Kondisi serupa terjadi di Kalimantan Selatan. Direktur Eksekutif Walhi setempat, Raden Rafiq, menyebut wilayahnya tengah mengalami krisis ekologis berkepanjangan tanpa perhatian serius pemerintah. Ia menilai langkah-langkah pemerintah, termasuk pembentukan Kodam baru, cenderung bernuansa kontrol politik daripada perlindungan rakyat. “Negara menegasikan keberadaan masyarakat adat. Proyek-proyek konservasi dan industri sering dipaksakan tanpa menghormati kearifan lokal,” katanya.
Sementara itu, Direktur Walhi Jawa Timur, Wahyu Eka, menilai arah pembangunan nasional semakin berpihak pada korporasi besar.
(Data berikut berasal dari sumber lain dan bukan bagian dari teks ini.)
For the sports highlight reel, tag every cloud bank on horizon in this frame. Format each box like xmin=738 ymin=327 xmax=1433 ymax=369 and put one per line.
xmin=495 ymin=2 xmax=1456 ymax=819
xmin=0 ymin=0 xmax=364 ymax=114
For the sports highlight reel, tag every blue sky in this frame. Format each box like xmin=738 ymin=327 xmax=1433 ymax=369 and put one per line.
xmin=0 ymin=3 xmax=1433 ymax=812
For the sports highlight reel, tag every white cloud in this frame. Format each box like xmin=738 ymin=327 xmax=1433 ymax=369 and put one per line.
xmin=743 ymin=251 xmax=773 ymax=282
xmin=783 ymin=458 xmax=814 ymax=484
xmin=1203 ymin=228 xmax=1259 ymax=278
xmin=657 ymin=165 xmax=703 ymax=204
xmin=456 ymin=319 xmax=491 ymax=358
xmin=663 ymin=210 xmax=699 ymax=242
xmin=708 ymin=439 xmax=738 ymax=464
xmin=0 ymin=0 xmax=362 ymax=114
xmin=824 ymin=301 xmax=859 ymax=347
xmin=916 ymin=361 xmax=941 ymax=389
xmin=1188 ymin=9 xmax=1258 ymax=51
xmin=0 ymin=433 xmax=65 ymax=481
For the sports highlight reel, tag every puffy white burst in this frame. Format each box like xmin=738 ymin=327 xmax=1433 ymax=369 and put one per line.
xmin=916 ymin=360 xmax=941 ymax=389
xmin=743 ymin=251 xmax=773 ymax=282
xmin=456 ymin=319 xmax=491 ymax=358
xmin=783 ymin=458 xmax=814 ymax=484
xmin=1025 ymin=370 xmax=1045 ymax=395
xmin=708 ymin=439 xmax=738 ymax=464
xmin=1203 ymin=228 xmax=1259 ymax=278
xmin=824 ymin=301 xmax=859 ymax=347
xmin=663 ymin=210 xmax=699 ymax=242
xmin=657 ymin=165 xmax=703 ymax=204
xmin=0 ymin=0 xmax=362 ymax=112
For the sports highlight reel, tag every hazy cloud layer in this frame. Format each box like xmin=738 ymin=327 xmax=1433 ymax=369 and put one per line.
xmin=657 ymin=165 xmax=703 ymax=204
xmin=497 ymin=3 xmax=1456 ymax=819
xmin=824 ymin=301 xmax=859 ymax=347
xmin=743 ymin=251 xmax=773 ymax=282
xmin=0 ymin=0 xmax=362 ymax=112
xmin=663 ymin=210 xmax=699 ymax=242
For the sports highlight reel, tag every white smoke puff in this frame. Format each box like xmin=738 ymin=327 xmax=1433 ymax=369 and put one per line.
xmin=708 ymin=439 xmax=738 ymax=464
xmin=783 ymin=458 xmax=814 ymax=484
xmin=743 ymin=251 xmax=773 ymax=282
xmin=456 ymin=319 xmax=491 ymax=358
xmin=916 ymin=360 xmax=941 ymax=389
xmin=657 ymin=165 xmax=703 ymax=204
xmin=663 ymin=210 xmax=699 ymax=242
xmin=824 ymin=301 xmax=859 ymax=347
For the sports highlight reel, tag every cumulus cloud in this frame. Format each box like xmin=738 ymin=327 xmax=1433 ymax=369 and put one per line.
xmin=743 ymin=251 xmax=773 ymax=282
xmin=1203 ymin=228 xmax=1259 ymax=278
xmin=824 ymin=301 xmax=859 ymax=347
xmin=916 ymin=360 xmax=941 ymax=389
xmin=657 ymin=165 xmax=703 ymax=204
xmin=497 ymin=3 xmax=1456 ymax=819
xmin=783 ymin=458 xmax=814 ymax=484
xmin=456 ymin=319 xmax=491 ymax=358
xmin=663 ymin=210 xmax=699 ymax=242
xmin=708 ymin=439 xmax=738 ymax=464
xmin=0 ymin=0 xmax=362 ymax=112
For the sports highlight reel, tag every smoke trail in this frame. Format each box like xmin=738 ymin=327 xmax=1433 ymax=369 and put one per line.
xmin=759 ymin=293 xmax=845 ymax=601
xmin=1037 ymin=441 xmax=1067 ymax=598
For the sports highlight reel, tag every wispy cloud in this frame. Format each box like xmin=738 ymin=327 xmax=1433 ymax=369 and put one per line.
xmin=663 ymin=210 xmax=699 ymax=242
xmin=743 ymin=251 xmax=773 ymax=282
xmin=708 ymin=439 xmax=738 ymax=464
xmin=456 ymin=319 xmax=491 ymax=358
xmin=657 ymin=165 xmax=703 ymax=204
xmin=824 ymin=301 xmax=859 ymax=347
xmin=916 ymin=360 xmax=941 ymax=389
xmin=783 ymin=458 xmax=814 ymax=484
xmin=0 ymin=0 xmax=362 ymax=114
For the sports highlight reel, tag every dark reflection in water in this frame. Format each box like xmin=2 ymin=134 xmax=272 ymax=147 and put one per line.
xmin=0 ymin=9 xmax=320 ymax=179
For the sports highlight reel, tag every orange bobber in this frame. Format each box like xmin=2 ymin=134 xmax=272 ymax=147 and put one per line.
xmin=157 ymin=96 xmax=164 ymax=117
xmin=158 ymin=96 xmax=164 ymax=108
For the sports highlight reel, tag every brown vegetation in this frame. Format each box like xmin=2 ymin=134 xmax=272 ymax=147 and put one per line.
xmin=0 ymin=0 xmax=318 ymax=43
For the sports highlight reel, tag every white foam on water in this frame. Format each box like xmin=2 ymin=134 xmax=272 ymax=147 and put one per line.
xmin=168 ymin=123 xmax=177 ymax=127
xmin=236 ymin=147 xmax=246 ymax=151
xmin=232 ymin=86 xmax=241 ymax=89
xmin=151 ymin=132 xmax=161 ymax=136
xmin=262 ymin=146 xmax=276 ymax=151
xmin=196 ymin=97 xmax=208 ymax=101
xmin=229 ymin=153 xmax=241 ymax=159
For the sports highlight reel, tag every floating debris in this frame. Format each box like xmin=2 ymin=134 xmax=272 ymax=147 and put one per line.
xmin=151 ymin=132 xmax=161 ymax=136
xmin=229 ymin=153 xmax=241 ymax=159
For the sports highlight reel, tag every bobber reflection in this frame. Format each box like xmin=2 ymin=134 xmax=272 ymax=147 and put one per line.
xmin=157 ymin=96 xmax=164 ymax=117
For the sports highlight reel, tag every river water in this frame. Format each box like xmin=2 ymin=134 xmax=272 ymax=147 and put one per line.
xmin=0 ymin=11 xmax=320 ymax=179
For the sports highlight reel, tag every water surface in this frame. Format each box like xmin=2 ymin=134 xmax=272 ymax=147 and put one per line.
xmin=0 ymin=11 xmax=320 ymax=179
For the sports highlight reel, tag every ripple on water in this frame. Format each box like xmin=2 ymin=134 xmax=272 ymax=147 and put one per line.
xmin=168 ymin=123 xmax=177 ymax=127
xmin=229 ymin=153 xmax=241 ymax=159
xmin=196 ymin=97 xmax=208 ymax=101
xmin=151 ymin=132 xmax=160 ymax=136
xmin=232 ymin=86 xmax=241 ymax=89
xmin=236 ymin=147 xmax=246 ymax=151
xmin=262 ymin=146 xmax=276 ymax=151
Di balik jargon “pertumbuhan hijau” dan “kemandirian energi”, pemerintah justru melanjutkan proyek-proyek energi kotor seperti PLTU batu bara, co-firing biomassa, dan giant sea wall. “Transisi energi yang dijanjikan hanyalah kedok bagi kelanjutan energi fosil,” ujarnya.
Dari wilayah timur Indonesia, Direktur Walhi Papua, Maikel Primus Peuki, menegaskan bahwa ekspansi izin tambang dan proyek industri semakin massif. Ia menyebut wilayah timur menjadi korban utama kebijakan eksploitatif tersebut.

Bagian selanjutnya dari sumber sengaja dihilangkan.